I have a list of genes and a coverage track (generated using BEDOPS-based binning script also called as binReads.sh
), modified it to take bed file as input).
What I want do it to divide the each gene into 100 bins and then calculate the mean overlap from my coverage file, so that later all the respective bins can be added for all genes to give a average protein binding/coverage in that bin.
I couldn't understand that how I can make a specific number of bins for the genes though I can regulate the binSize using binReads.sh
. I made a custom R code, for taking my list of genes and the dividing each of them into 100 bins.
Then, I used this list as a reference, (added a fake 4th column, which is also not very intuitive) to find the mean overlap for my coverage file.
Problems :
1) This method is not very intutitive (because of R code, it takes ~4-6 mins to complete the process for a list of 30.2K genes producing 30.2K*100 lines as a bed file to be used as a reference). It there a way in bedOps suite to generate the bins on the fly.
2) The output of bedmap --mean genes_bins.bed file.cov > means.tsv
is valid numeric for first 42K reference lines out of 3.2M(30.2K*100) and for the rest it produces "NAN". To cross-validate, I took some specific binned genes and it produces a valid output. Is this because of the size of the files (shouldn't be).

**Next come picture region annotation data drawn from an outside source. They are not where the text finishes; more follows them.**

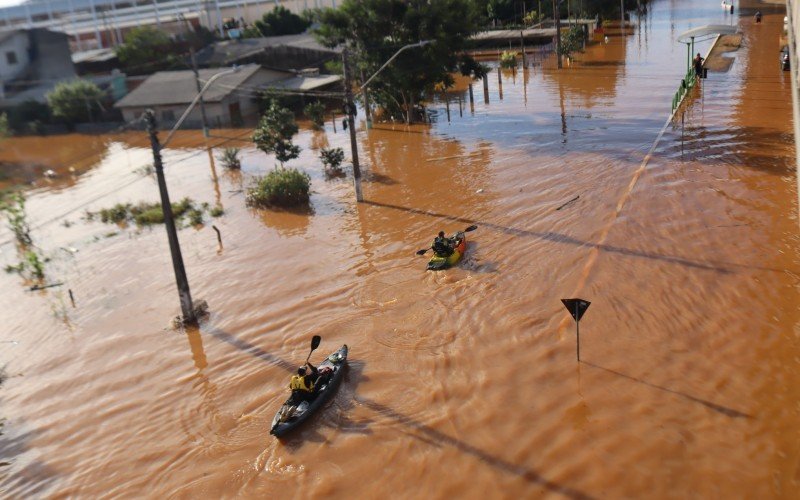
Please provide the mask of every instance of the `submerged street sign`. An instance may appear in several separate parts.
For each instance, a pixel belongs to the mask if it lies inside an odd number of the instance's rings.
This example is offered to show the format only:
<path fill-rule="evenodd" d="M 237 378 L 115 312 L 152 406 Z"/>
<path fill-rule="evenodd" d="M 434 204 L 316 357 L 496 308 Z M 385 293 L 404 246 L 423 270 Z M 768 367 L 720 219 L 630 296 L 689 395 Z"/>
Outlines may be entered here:
<path fill-rule="evenodd" d="M 583 314 L 589 309 L 589 305 L 591 302 L 588 300 L 583 299 L 561 299 L 561 302 L 564 304 L 564 307 L 567 308 L 569 314 L 572 316 L 572 319 L 575 320 L 575 340 L 576 340 L 576 351 L 575 356 L 578 359 L 578 362 L 581 360 L 581 318 Z"/>
<path fill-rule="evenodd" d="M 589 302 L 588 300 L 583 299 L 561 299 L 561 302 L 564 303 L 564 307 L 567 308 L 567 311 L 572 315 L 572 319 L 575 321 L 580 321 L 583 317 L 583 313 L 589 309 Z"/>

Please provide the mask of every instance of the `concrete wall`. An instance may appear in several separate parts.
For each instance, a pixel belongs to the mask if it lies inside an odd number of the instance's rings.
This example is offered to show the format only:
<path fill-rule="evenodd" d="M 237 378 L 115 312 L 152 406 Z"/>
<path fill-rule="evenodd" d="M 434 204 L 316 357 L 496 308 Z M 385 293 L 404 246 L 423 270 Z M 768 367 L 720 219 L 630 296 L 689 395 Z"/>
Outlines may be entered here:
<path fill-rule="evenodd" d="M 16 64 L 9 64 L 6 54 L 13 52 Z M 25 32 L 16 33 L 0 44 L 0 81 L 17 78 L 28 68 L 30 63 L 30 41 Z"/>
<path fill-rule="evenodd" d="M 798 40 L 800 40 L 800 0 L 786 0 L 786 14 L 789 18 L 789 54 L 792 68 L 792 109 L 794 111 L 794 146 L 797 167 L 797 201 L 800 206 L 800 64 L 798 61 Z"/>

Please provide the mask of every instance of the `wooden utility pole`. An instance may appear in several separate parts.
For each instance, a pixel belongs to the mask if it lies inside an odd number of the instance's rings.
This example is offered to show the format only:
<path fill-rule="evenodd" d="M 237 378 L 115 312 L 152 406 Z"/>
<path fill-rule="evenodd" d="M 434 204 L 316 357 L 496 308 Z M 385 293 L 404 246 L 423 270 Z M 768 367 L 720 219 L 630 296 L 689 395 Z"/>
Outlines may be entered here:
<path fill-rule="evenodd" d="M 169 193 L 167 192 L 167 181 L 164 178 L 164 166 L 161 163 L 161 143 L 158 142 L 155 112 L 152 109 L 148 109 L 144 113 L 144 119 L 147 126 L 147 133 L 150 135 L 150 147 L 153 149 L 153 167 L 155 167 L 156 178 L 158 179 L 158 191 L 161 194 L 161 210 L 164 212 L 164 226 L 167 228 L 169 251 L 172 254 L 172 268 L 175 271 L 175 281 L 178 285 L 183 322 L 195 323 L 197 318 L 195 318 L 194 315 L 192 294 L 189 291 L 189 280 L 186 278 L 186 269 L 183 267 L 181 246 L 178 242 L 178 232 L 175 229 L 175 217 L 172 214 L 172 204 L 170 204 Z"/>
<path fill-rule="evenodd" d="M 553 20 L 556 23 L 556 60 L 558 61 L 558 69 L 561 69 L 561 14 L 558 10 L 559 0 L 553 0 Z"/>
<path fill-rule="evenodd" d="M 364 201 L 361 193 L 361 168 L 358 165 L 358 141 L 356 140 L 356 105 L 353 102 L 353 87 L 350 80 L 350 62 L 348 60 L 348 49 L 342 51 L 342 65 L 344 66 L 344 95 L 345 113 L 347 113 L 347 128 L 350 129 L 350 154 L 353 157 L 353 185 L 356 190 L 356 201 Z"/>
<path fill-rule="evenodd" d="M 200 85 L 200 72 L 197 70 L 197 59 L 194 56 L 194 47 L 189 48 L 189 55 L 192 58 L 192 71 L 194 71 L 194 84 L 197 87 L 197 93 L 200 93 L 201 85 Z M 200 96 L 200 116 L 203 120 L 203 137 L 208 137 L 208 120 L 206 119 L 206 105 L 203 102 L 203 96 Z"/>
<path fill-rule="evenodd" d="M 361 70 L 361 81 L 364 82 L 364 70 Z M 361 97 L 364 99 L 364 116 L 367 118 L 367 128 L 372 128 L 372 110 L 369 107 L 369 94 L 367 87 L 361 87 Z"/>

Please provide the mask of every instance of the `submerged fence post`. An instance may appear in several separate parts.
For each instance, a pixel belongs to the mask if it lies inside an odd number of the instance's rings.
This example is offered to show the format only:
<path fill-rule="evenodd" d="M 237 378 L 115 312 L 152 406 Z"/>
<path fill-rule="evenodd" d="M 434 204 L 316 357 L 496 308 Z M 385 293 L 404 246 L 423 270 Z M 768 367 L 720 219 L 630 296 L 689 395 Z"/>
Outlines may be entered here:
<path fill-rule="evenodd" d="M 469 110 L 475 114 L 475 95 L 472 93 L 472 84 L 469 84 Z"/>

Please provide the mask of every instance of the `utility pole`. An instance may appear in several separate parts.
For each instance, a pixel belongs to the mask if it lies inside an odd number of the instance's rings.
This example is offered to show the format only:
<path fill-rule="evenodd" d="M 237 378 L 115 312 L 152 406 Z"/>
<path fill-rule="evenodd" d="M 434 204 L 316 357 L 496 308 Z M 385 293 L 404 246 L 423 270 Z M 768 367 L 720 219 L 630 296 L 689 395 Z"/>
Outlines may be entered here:
<path fill-rule="evenodd" d="M 619 0 L 619 20 L 622 23 L 619 27 L 625 33 L 625 0 Z"/>
<path fill-rule="evenodd" d="M 553 20 L 556 23 L 556 60 L 558 61 L 558 69 L 561 69 L 561 14 L 558 10 L 559 0 L 553 0 Z"/>
<path fill-rule="evenodd" d="M 350 129 L 350 152 L 353 157 L 353 185 L 356 189 L 356 201 L 364 201 L 361 193 L 361 168 L 358 165 L 358 141 L 356 141 L 356 105 L 353 103 L 353 84 L 350 80 L 350 62 L 348 60 L 348 49 L 342 51 L 342 65 L 344 66 L 344 95 L 345 112 L 347 113 L 347 128 Z"/>
<path fill-rule="evenodd" d="M 172 267 L 175 271 L 178 295 L 181 300 L 183 322 L 194 323 L 197 319 L 192 306 L 192 294 L 189 292 L 189 280 L 186 278 L 186 269 L 183 267 L 183 256 L 181 255 L 178 232 L 175 229 L 175 218 L 172 215 L 172 205 L 167 192 L 167 181 L 164 179 L 164 166 L 161 163 L 161 144 L 158 142 L 155 112 L 152 109 L 145 111 L 144 120 L 147 126 L 147 133 L 150 135 L 150 146 L 153 149 L 153 167 L 155 167 L 158 179 L 158 191 L 161 194 L 161 210 L 164 212 L 164 225 L 167 228 L 167 239 L 169 240 L 169 250 L 172 254 Z"/>
<path fill-rule="evenodd" d="M 194 56 L 194 47 L 189 48 L 189 55 L 192 57 L 192 71 L 194 71 L 194 84 L 197 93 L 200 94 L 200 116 L 203 120 L 203 137 L 208 138 L 208 121 L 206 120 L 206 105 L 203 102 L 203 95 L 200 93 L 200 72 L 197 70 L 197 58 Z"/>

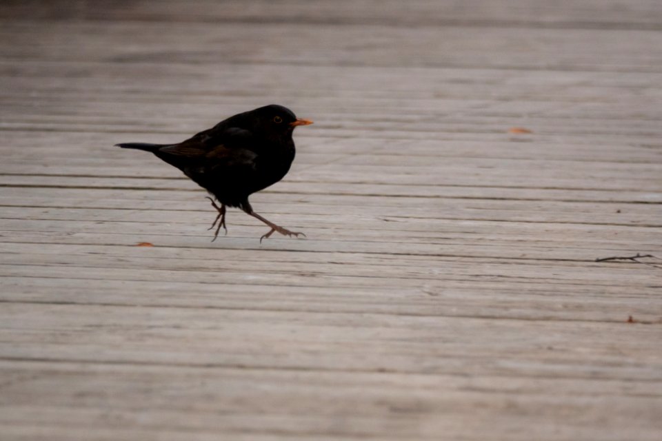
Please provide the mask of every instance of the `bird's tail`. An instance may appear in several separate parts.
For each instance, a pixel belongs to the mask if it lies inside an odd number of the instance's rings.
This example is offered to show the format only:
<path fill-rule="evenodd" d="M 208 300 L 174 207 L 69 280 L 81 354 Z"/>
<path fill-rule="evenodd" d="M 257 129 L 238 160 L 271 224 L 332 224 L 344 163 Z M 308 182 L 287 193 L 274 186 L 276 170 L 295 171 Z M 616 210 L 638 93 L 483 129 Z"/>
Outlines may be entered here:
<path fill-rule="evenodd" d="M 123 149 L 137 149 L 138 150 L 145 150 L 146 152 L 156 152 L 162 147 L 167 147 L 169 144 L 150 144 L 149 143 L 122 143 L 121 144 L 115 144 L 116 147 L 121 147 Z"/>

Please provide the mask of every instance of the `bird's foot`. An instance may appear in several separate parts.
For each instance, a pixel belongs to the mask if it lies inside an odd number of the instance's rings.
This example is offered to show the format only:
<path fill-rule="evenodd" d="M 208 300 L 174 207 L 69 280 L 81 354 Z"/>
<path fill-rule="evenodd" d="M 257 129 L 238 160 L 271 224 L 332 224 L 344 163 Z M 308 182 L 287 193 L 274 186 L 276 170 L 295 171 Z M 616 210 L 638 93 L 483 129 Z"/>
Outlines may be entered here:
<path fill-rule="evenodd" d="M 216 238 L 219 236 L 219 232 L 221 231 L 221 227 L 222 227 L 223 229 L 225 230 L 225 234 L 228 234 L 228 227 L 225 227 L 225 206 L 223 204 L 221 204 L 221 206 L 219 207 L 216 205 L 216 203 L 214 202 L 214 200 L 209 196 L 205 196 L 208 199 L 212 201 L 212 205 L 214 206 L 214 208 L 218 210 L 219 214 L 216 216 L 216 219 L 214 220 L 214 223 L 212 224 L 212 226 L 208 228 L 208 230 L 212 229 L 214 227 L 216 227 L 217 223 L 218 223 L 218 227 L 216 229 L 216 232 L 214 233 L 214 238 L 212 239 L 212 242 L 216 240 Z"/>
<path fill-rule="evenodd" d="M 305 237 L 305 234 L 304 234 L 303 233 L 301 233 L 299 232 L 291 232 L 289 229 L 287 229 L 286 228 L 283 228 L 283 227 L 279 227 L 278 225 L 273 225 L 270 226 L 271 226 L 271 230 L 268 233 L 263 235 L 262 237 L 260 238 L 260 243 L 262 243 L 262 239 L 269 238 L 269 236 L 273 234 L 274 232 L 278 232 L 283 236 L 287 236 L 288 237 L 292 237 L 292 236 L 294 236 L 294 237 L 299 237 L 299 236 L 303 236 L 303 237 Z"/>

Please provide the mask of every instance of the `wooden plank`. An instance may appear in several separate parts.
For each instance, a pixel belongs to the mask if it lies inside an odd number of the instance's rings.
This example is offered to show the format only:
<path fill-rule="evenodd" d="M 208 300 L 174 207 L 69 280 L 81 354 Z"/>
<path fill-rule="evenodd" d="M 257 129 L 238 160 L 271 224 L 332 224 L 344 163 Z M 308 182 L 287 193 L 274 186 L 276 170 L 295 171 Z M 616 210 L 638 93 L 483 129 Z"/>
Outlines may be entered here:
<path fill-rule="evenodd" d="M 661 20 L 4 2 L 3 440 L 657 441 Z M 203 190 L 113 147 L 272 102 L 316 123 L 251 201 L 305 238 L 210 243 Z"/>

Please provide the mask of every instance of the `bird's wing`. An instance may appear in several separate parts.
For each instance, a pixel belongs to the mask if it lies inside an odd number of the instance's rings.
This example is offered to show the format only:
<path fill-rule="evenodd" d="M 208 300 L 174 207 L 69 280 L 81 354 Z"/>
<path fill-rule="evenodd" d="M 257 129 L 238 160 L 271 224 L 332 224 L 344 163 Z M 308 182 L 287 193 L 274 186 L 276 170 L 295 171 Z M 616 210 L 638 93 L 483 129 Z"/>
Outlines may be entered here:
<path fill-rule="evenodd" d="M 257 156 L 253 146 L 257 142 L 248 130 L 214 127 L 179 144 L 163 146 L 154 154 L 210 189 L 252 179 Z"/>
<path fill-rule="evenodd" d="M 252 133 L 239 127 L 218 130 L 217 127 L 198 133 L 179 144 L 159 149 L 163 156 L 179 156 L 190 160 L 216 158 L 230 155 L 234 150 L 250 150 L 254 141 Z"/>

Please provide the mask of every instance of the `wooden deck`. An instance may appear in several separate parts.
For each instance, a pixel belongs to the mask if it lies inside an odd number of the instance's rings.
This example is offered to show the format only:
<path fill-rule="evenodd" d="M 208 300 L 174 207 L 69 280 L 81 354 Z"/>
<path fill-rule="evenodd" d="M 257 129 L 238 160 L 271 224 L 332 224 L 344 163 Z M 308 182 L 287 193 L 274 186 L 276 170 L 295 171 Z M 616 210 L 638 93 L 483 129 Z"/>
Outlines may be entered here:
<path fill-rule="evenodd" d="M 3 441 L 662 439 L 662 2 L 0 24 Z M 234 210 L 212 243 L 204 192 L 112 146 L 270 103 L 316 123 L 252 202 L 304 239 Z"/>

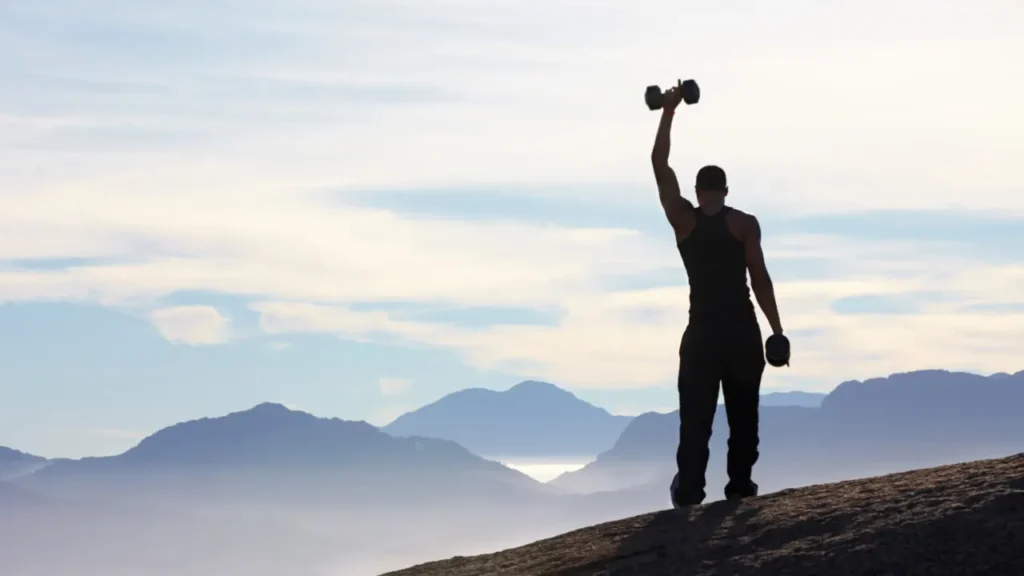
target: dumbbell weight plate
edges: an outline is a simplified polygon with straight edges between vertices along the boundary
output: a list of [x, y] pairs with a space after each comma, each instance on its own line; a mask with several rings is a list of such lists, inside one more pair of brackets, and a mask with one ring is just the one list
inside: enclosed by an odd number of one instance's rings
[[643, 94], [643, 99], [647, 102], [647, 108], [657, 110], [665, 106], [665, 93], [657, 86], [647, 86], [647, 91]]

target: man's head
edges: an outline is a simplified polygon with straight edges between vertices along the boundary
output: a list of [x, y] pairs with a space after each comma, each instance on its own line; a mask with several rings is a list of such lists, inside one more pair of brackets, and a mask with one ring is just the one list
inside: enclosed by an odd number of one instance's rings
[[696, 186], [697, 204], [700, 206], [721, 206], [729, 194], [725, 181], [725, 170], [718, 166], [705, 166], [697, 170]]

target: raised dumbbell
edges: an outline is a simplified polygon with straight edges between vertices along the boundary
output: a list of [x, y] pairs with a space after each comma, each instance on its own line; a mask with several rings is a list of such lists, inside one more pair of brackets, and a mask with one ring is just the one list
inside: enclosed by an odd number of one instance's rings
[[[643, 99], [647, 102], [647, 108], [658, 110], [665, 106], [665, 92], [657, 86], [647, 86]], [[700, 101], [700, 86], [697, 86], [696, 80], [683, 81], [683, 101], [688, 105]]]

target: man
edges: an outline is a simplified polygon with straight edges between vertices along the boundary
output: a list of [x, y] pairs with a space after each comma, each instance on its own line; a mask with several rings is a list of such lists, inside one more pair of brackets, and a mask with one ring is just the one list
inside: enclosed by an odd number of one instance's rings
[[751, 289], [772, 332], [782, 333], [761, 250], [761, 227], [752, 214], [725, 205], [729, 193], [725, 171], [705, 166], [697, 172], [699, 207], [680, 194], [679, 180], [669, 166], [669, 148], [672, 119], [681, 99], [681, 83], [666, 92], [651, 152], [662, 206], [690, 284], [689, 323], [679, 347], [678, 471], [671, 489], [677, 508], [699, 504], [707, 496], [708, 443], [720, 382], [729, 421], [725, 496], [757, 496], [752, 474], [759, 456], [758, 407], [765, 357]]

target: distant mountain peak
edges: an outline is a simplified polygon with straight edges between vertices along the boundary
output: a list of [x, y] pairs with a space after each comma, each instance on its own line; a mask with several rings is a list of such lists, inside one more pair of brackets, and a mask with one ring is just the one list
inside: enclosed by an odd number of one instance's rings
[[561, 394], [575, 396], [572, 393], [560, 388], [551, 382], [541, 380], [523, 380], [506, 390], [511, 394]]
[[260, 404], [257, 404], [256, 406], [253, 406], [249, 410], [245, 410], [244, 412], [253, 412], [258, 414], [271, 415], [271, 414], [287, 414], [299, 411], [292, 410], [291, 408], [285, 406], [284, 404], [279, 404], [275, 402], [262, 402]]

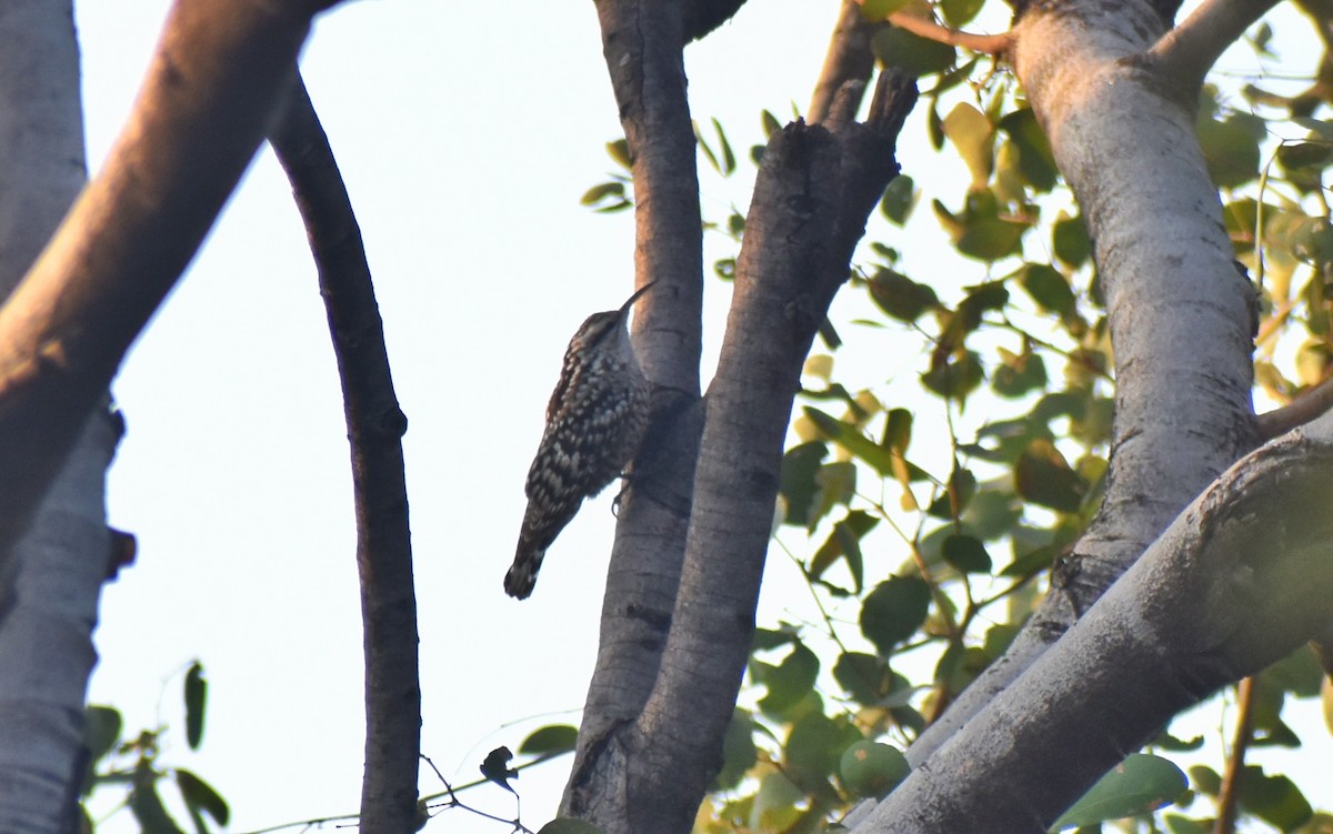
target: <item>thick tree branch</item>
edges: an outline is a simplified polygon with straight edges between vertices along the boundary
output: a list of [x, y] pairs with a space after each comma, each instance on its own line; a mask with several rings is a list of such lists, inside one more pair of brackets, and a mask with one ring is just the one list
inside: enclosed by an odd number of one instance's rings
[[1045, 831], [1176, 713], [1325, 627], [1333, 516], [1314, 508], [1330, 502], [1325, 414], [1208, 486], [1074, 627], [853, 831]]
[[865, 84], [870, 80], [870, 73], [874, 72], [874, 53], [870, 51], [870, 41], [874, 33], [884, 27], [882, 23], [868, 21], [856, 0], [842, 0], [837, 23], [833, 25], [833, 36], [829, 39], [829, 49], [824, 57], [824, 68], [820, 69], [820, 79], [814, 83], [814, 95], [810, 96], [806, 121], [810, 124], [824, 121], [834, 96], [848, 81], [858, 81], [861, 85], [854, 89], [865, 91]]
[[[701, 0], [698, 8], [714, 5], [738, 3]], [[656, 281], [633, 322], [636, 353], [655, 385], [653, 414], [621, 501], [597, 663], [561, 802], [563, 814], [603, 821], [609, 811], [599, 807], [601, 797], [616, 795], [624, 781], [591, 773], [601, 766], [611, 734], [640, 714], [657, 678], [680, 582], [702, 425], [702, 221], [682, 16], [688, 15], [678, 4], [597, 0], [607, 69], [633, 165], [635, 284]], [[697, 35], [697, 21], [690, 25]]]
[[741, 11], [745, 0], [689, 0], [682, 5], [685, 39], [700, 40]]
[[[1160, 25], [1144, 1], [1069, 0], [1033, 7], [1014, 29], [1016, 72], [1097, 241], [1116, 356], [1110, 474], [1052, 593], [1005, 655], [917, 738], [913, 765], [1041, 657], [1180, 508], [1253, 446], [1253, 290], [1222, 232], [1193, 100], [1162, 97], [1166, 81], [1124, 60], [1157, 40]], [[1114, 169], [1104, 164], [1112, 156]]]
[[1282, 408], [1258, 416], [1258, 436], [1270, 440], [1333, 408], [1333, 377], [1304, 392]]
[[327, 5], [173, 7], [105, 167], [0, 309], [0, 573], [255, 155]]
[[985, 52], [988, 55], [1002, 55], [1013, 43], [1013, 36], [1009, 32], [1001, 32], [1000, 35], [974, 35], [972, 32], [950, 29], [949, 27], [940, 25], [938, 23], [926, 20], [925, 17], [917, 17], [909, 12], [893, 12], [889, 15], [888, 21], [900, 29], [912, 32], [918, 37], [934, 40], [941, 44], [949, 44], [950, 47], [962, 47], [964, 49], [972, 49], [973, 52]]
[[1277, 1], [1205, 0], [1148, 51], [1157, 61], [1158, 77], [1193, 103], [1222, 52]]
[[384, 324], [347, 187], [300, 76], [269, 132], [305, 221], [352, 444], [356, 564], [365, 627], [360, 830], [415, 830], [421, 687], [403, 433]]

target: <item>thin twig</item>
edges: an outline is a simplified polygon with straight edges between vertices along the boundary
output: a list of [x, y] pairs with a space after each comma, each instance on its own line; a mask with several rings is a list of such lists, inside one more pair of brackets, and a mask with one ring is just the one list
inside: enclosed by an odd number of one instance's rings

Can you suggest some other way to approach this problem.
genes_bins.bed
chr1 3214481 3219051 Xkr4-bin1
chr1 3219051 3223621 Xkr4-bin2
chr1 3223621 3228192 Xkr4-bin3
chr1 3228192 3232762 Xkr4-bin4
chr1 3232762 3237332 Xkr4-bin5
chr1 3237332 3241902 Xkr4-bin6
coverage.bed
chr1 3001500 3001520 1 1
chr1 3001520 3001540 1 1
chr1 3001540 3001560 1 1
chr1 3001560 3001580 1 1
chr1 3001580 3001600 1 1
chr1 3001600 3001620 1 1
chr1 3001620 3001640 1 1
P.S. It was started as comment under Converting BAM to bedGraph for viewing on UCSC and I thought its better to ask as a seperate question. This probably be answered by Alex Reynolds himself. The final aim to make the composite profiles of your protein of interest from the chip-seq datasets.
Thanks
sorry, I have a couple of questions. In the genes_bins.bed example file, the gene Xkr4 is divided into 6 bins. Is this correct? Second question: if you want to split each gene into 100 bins, how do you handle the fact that different genes may have different length?
Giovanni, thats just the
head
of the file, I will mention that. Secondly, thats the whole point of binning, the genes have unequal length, if you want to make a Plotting Read Density/ Distribution/ Composite Profiles [Chip-Seq], then the genes should be be binned and avg binding per bin is calculated in the end to be summed up for per bin for all bins of all genes, to get an average binding over the whole length of the gene. This will effect, that sum genes have more density in a bin and some less. Can you suggest some other strategy!!